Be willing to kill your babies

When I was in high school, typing was a required course. We used IBM Selectric typewriters rather than computers. By the end of the one-semester course, I was the fastest in my class, banging out 90 error-free words per minute. It was the most useful thing I learned in high school.

Since moving to computers, I can edit as I type. I still type close to 90 wpm, but thanks to the backspace key, I type backwards even faster … clickity clickity clickity WHACK WHACK WHACK clickity clickity clickity, etc.

Where am I going with this?

I’m working on my second book, the sequel to Ohlen’s Arrow, tentatively entitled Ohlen’s Bane. The first weekend I worked on it, I cranked out over 12,000 words. I typed a lot. Since then, my word count is up to 15,000. I decided to read over what I had so far, and although it was interesting, it wasn’t engaging.

The last thing I want is for my book to require the reader suffer through to the fifth chapter before anything good happens. One of the things going for Ohlen’s Arrow was its pace. It started with action and maintained an engaging level of action with few pauses throughout the story.

I am now killing my babies. As I read through my first four chapters, I am looking for sections that can be rearranged to maintain a better pace. I’m also looking for sections that aren’t important at all. When I find them, I kill them. I’m not tied to the words I created. I can remove them and write new ones, better ones. The story also has sections that take far too long to get across what can be conveyed either indirectly or simply.

Because of my technical background, I tend to be rather verbose in my descriptions. I am learning to adopt a more compact and dense writing style, conveying an equal or greater amount of information in fewer words.
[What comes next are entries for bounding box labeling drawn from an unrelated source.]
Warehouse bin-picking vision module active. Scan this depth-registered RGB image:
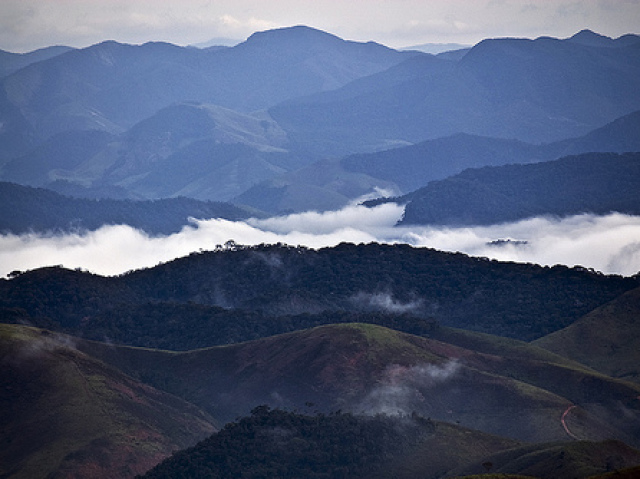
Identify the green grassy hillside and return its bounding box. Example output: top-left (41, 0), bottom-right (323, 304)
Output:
top-left (79, 324), bottom-right (640, 444)
top-left (450, 441), bottom-right (640, 479)
top-left (0, 325), bottom-right (214, 479)
top-left (533, 289), bottom-right (640, 382)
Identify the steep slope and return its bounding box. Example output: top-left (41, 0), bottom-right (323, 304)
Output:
top-left (144, 407), bottom-right (514, 479)
top-left (0, 182), bottom-right (259, 234)
top-left (0, 243), bottom-right (638, 340)
top-left (79, 324), bottom-right (640, 444)
top-left (0, 46), bottom-right (73, 78)
top-left (398, 153), bottom-right (640, 225)
top-left (269, 31), bottom-right (640, 155)
top-left (533, 289), bottom-right (640, 382)
top-left (2, 27), bottom-right (416, 138)
top-left (0, 325), bottom-right (214, 478)
top-left (0, 103), bottom-right (304, 200)
top-left (451, 441), bottom-right (640, 479)
top-left (235, 111), bottom-right (640, 214)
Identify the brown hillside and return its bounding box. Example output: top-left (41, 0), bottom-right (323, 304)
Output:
top-left (0, 325), bottom-right (214, 478)
top-left (532, 288), bottom-right (640, 382)
top-left (80, 324), bottom-right (640, 443)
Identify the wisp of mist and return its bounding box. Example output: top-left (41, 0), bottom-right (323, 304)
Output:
top-left (0, 204), bottom-right (640, 276)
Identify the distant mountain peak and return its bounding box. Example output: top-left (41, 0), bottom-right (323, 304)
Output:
top-left (567, 29), bottom-right (613, 47)
top-left (245, 25), bottom-right (343, 44)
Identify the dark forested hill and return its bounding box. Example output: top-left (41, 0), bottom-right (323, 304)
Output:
top-left (0, 182), bottom-right (255, 234)
top-left (0, 244), bottom-right (638, 340)
top-left (399, 153), bottom-right (640, 225)
top-left (269, 32), bottom-right (640, 155)
top-left (144, 407), bottom-right (514, 479)
top-left (0, 324), bottom-right (215, 479)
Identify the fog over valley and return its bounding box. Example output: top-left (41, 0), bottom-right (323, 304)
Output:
top-left (0, 203), bottom-right (640, 276)
top-left (0, 6), bottom-right (640, 479)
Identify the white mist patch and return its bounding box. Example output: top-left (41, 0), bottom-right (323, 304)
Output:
top-left (403, 213), bottom-right (640, 276)
top-left (358, 360), bottom-right (460, 416)
top-left (351, 293), bottom-right (423, 314)
top-left (0, 204), bottom-right (640, 278)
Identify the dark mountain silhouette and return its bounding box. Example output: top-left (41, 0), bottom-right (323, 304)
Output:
top-left (0, 244), bottom-right (638, 340)
top-left (398, 153), bottom-right (640, 225)
top-left (78, 324), bottom-right (640, 445)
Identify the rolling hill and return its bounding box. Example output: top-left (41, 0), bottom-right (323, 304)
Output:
top-left (0, 182), bottom-right (259, 235)
top-left (0, 26), bottom-right (640, 206)
top-left (533, 289), bottom-right (640, 382)
top-left (2, 26), bottom-right (416, 139)
top-left (269, 29), bottom-right (640, 156)
top-left (78, 324), bottom-right (640, 447)
top-left (0, 243), bottom-right (638, 340)
top-left (398, 153), bottom-right (640, 225)
top-left (0, 324), bottom-right (214, 478)
top-left (234, 112), bottom-right (640, 214)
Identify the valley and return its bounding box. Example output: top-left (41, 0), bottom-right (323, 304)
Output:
top-left (0, 20), bottom-right (640, 479)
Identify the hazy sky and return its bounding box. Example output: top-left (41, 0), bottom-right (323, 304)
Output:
top-left (0, 0), bottom-right (640, 52)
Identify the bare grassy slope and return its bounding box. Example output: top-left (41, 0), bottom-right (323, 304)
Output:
top-left (0, 325), bottom-right (214, 478)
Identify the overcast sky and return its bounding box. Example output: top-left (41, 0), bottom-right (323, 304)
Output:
top-left (0, 0), bottom-right (640, 52)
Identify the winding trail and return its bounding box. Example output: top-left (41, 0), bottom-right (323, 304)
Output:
top-left (560, 404), bottom-right (578, 440)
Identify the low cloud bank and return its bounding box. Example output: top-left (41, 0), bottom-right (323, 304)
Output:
top-left (357, 360), bottom-right (460, 416)
top-left (0, 204), bottom-right (640, 276)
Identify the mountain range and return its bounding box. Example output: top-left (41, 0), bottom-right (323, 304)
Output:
top-left (0, 26), bottom-right (640, 479)
top-left (0, 26), bottom-right (640, 213)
My goal is to write 100,000 words for Ohlen’s Bane. I’ll probably write more than that, because I know that during the revision and editing phase of the project, I’ll be whacking the backspace key a lot more than any other.

I am willing to kill my babies.

Are you a writer or a follower?

When I write, I don’t read other people’s works. I know that a lot of authors are also voracious readers both within their genre and outside of it, and I like to read as well (when I have time). When I’m writing my own new works, I don’t like to be tainted by the voice and style of others.
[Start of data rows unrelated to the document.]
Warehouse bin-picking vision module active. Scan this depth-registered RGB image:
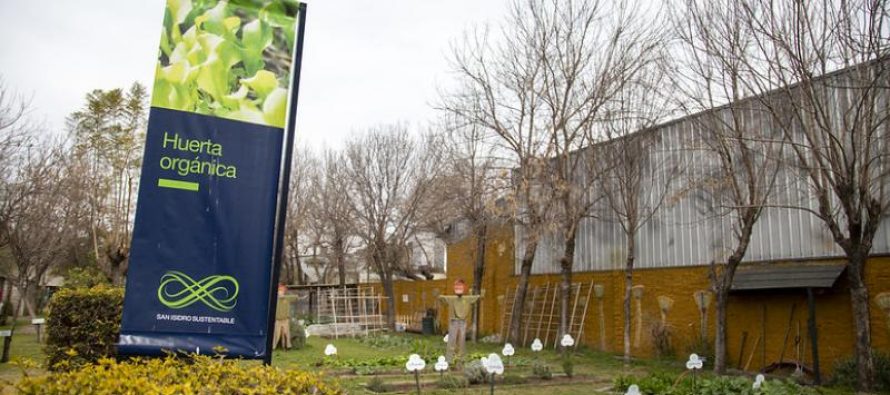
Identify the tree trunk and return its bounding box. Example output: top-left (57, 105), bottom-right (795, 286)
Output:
top-left (507, 240), bottom-right (538, 344)
top-left (380, 271), bottom-right (396, 332)
top-left (624, 235), bottom-right (636, 365)
top-left (847, 251), bottom-right (875, 391)
top-left (334, 236), bottom-right (346, 287)
top-left (556, 230), bottom-right (577, 351)
top-left (714, 285), bottom-right (729, 374)
top-left (472, 223), bottom-right (488, 342)
top-left (714, 254), bottom-right (753, 374)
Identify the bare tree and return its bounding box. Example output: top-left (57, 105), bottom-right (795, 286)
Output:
top-left (0, 79), bottom-right (34, 248)
top-left (688, 0), bottom-right (890, 390)
top-left (310, 150), bottom-right (355, 285)
top-left (432, 117), bottom-right (505, 341)
top-left (591, 62), bottom-right (679, 364)
top-left (345, 125), bottom-right (439, 329)
top-left (2, 139), bottom-right (86, 317)
top-left (69, 83), bottom-right (148, 284)
top-left (674, 0), bottom-right (783, 374)
top-left (283, 147), bottom-right (319, 284)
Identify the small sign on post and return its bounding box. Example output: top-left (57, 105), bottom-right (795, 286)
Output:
top-left (405, 354), bottom-right (426, 395)
top-left (31, 318), bottom-right (46, 343)
top-left (0, 329), bottom-right (12, 363)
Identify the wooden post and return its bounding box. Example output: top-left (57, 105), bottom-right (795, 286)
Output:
top-left (807, 288), bottom-right (822, 385)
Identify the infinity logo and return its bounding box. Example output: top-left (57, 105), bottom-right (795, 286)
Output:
top-left (158, 270), bottom-right (238, 312)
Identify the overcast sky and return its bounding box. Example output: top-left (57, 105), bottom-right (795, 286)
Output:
top-left (0, 0), bottom-right (507, 147)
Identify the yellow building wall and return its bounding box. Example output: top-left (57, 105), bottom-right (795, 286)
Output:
top-left (380, 226), bottom-right (890, 373)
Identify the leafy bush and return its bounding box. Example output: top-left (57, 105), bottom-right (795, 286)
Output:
top-left (532, 361), bottom-right (553, 380)
top-left (16, 356), bottom-right (342, 395)
top-left (612, 373), bottom-right (816, 395)
top-left (504, 374), bottom-right (528, 385)
top-left (368, 376), bottom-right (393, 393)
top-left (436, 374), bottom-right (470, 390)
top-left (464, 359), bottom-right (488, 384)
top-left (290, 320), bottom-right (306, 350)
top-left (829, 351), bottom-right (890, 391)
top-left (44, 285), bottom-right (124, 370)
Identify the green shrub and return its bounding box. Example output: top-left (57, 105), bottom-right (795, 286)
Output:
top-left (504, 374), bottom-right (528, 385)
top-left (532, 361), bottom-right (553, 380)
top-left (436, 374), bottom-right (470, 390)
top-left (368, 376), bottom-right (393, 393)
top-left (562, 352), bottom-right (575, 377)
top-left (612, 373), bottom-right (816, 395)
top-left (829, 351), bottom-right (890, 391)
top-left (44, 285), bottom-right (124, 370)
top-left (16, 356), bottom-right (342, 395)
top-left (290, 320), bottom-right (306, 350)
top-left (464, 359), bottom-right (488, 384)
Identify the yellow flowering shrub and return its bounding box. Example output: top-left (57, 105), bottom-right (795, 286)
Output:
top-left (16, 356), bottom-right (342, 395)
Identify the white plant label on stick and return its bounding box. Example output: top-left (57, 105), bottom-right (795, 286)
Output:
top-left (324, 344), bottom-right (337, 356)
top-left (752, 374), bottom-right (766, 390)
top-left (405, 354), bottom-right (426, 372)
top-left (686, 353), bottom-right (704, 370)
top-left (482, 353), bottom-right (504, 375)
top-left (433, 355), bottom-right (448, 372)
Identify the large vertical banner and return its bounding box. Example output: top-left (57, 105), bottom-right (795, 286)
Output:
top-left (118, 0), bottom-right (305, 358)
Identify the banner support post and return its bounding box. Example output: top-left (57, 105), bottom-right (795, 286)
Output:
top-left (263, 2), bottom-right (306, 365)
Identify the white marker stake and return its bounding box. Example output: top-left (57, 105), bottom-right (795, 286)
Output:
top-left (501, 343), bottom-right (516, 368)
top-left (482, 353), bottom-right (504, 395)
top-left (433, 355), bottom-right (448, 377)
top-left (686, 353), bottom-right (704, 392)
top-left (405, 354), bottom-right (426, 394)
top-left (324, 344), bottom-right (337, 357)
top-left (624, 384), bottom-right (643, 395)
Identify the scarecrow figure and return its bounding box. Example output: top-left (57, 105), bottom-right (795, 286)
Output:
top-left (439, 279), bottom-right (479, 363)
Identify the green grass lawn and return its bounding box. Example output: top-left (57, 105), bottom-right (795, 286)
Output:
top-left (0, 331), bottom-right (864, 395)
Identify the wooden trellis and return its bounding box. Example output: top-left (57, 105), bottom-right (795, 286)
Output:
top-left (501, 282), bottom-right (593, 348)
top-left (315, 286), bottom-right (386, 338)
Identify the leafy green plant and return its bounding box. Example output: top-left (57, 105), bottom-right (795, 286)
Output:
top-left (16, 355), bottom-right (342, 395)
top-left (64, 266), bottom-right (109, 288)
top-left (562, 353), bottom-right (575, 377)
top-left (45, 285), bottom-right (124, 370)
top-left (464, 359), bottom-right (488, 384)
top-left (152, 0), bottom-right (298, 127)
top-left (367, 376), bottom-right (393, 393)
top-left (290, 320), bottom-right (306, 350)
top-left (829, 351), bottom-right (890, 391)
top-left (436, 374), bottom-right (470, 389)
top-left (532, 361), bottom-right (553, 380)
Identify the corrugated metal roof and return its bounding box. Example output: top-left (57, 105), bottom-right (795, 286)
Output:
top-left (731, 263), bottom-right (846, 291)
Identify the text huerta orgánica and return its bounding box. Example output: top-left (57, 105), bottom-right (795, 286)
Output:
top-left (160, 132), bottom-right (238, 178)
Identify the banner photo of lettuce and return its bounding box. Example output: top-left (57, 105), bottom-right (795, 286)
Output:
top-left (151, 0), bottom-right (299, 127)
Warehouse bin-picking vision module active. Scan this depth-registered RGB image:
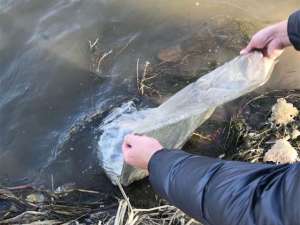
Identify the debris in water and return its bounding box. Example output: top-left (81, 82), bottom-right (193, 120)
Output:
top-left (224, 90), bottom-right (300, 163)
top-left (264, 139), bottom-right (298, 164)
top-left (271, 98), bottom-right (299, 125)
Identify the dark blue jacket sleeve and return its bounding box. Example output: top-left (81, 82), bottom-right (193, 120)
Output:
top-left (148, 150), bottom-right (300, 225)
top-left (288, 10), bottom-right (300, 50)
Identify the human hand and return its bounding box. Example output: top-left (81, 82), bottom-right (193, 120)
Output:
top-left (240, 21), bottom-right (291, 59)
top-left (122, 134), bottom-right (163, 169)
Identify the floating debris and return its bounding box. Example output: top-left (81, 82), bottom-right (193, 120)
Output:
top-left (271, 98), bottom-right (299, 125)
top-left (224, 90), bottom-right (300, 163)
top-left (264, 139), bottom-right (298, 164)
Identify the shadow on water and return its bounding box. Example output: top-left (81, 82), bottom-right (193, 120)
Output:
top-left (0, 0), bottom-right (300, 209)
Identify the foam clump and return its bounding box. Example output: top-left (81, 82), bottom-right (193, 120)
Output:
top-left (263, 139), bottom-right (298, 164)
top-left (271, 98), bottom-right (299, 125)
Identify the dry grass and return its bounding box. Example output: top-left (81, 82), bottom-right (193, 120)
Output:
top-left (0, 179), bottom-right (199, 225)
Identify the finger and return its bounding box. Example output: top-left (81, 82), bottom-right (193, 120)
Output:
top-left (266, 41), bottom-right (283, 59)
top-left (240, 41), bottom-right (253, 55)
top-left (122, 141), bottom-right (131, 154)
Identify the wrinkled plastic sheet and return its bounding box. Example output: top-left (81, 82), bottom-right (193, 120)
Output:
top-left (98, 52), bottom-right (275, 185)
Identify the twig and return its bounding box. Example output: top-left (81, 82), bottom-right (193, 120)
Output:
top-left (89, 38), bottom-right (99, 50)
top-left (116, 179), bottom-right (133, 212)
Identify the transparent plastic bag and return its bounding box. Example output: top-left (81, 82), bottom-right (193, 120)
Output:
top-left (98, 52), bottom-right (275, 185)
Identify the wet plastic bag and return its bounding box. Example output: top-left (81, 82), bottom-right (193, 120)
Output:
top-left (98, 52), bottom-right (275, 185)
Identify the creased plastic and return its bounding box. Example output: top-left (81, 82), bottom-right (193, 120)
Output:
top-left (98, 52), bottom-right (275, 185)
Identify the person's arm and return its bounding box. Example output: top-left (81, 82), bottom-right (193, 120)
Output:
top-left (287, 10), bottom-right (300, 51)
top-left (122, 135), bottom-right (300, 225)
top-left (241, 11), bottom-right (300, 58)
top-left (149, 150), bottom-right (300, 225)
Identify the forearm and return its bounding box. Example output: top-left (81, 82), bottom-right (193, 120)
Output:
top-left (149, 150), bottom-right (300, 225)
top-left (288, 10), bottom-right (300, 50)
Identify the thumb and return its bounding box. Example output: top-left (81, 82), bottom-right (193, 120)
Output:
top-left (240, 41), bottom-right (253, 55)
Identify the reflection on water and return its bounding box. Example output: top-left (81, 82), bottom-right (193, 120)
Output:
top-left (0, 0), bottom-right (300, 190)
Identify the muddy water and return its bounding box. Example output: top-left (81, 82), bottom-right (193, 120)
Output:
top-left (0, 0), bottom-right (300, 193)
I am a writer, not a follower. I write my own story.

Imagine trying to write a song while listening to the radio. Intentionally or not, your song will be influenced by whatever you’re hearing whether you realize it or not. My writing is the same way.

I have read articles that ask the question, “How would ____ write this?” They often refer to famous authors, such as Stephen King or Ernest Hemingway. Although it’s worth gaining general knowledge of the mechanics of writing by studying famous literary works, asking the question, “How did ___ write?” is the better way to approach it.

Every writer has their own method, their own approach, their own voice. I’m no different. I have tools and processes and quirks that work for me, and they may work for others, but they may not. At the end of the day, I am writing my own books, not rehashes of something written by J.K. Rowling or R.A. Salvatore.

When I find myself struggling with a certain passage, I don’t ask, “How would ___ write this?” I am a writer, not a follower. I write my own story.

NaNoWriMo and Ohlen’s Bane

November is National Novel Writing Month, or NaNoWriMo. The goal is to write 50,000 words in 30 days. I had already begun writing my new novel, Ohlen’s Bane, at the tail end of October, a process that included brainstorming and then creation of a plot event list. I set up Scrivener to have proper chapters and scenes based on that plot event list and had even begun writing Chapter 1.

Now that November and NaNoWriMo has come along, the timing is perfect for keeping me motivated. Over this past weekend I cranked out over 12,000 words on Ohlen’s Bane and am now neck-deep in Chapter 4.

I set up Scrivener to have a project goal of 100,000 words, and a session goal of 3,000 words. It’s very rewarding to see that 3,000 word goal whoosh by with tons of creativity and energy left in me. I think 50,000 words by November 30th is a very achievable goal.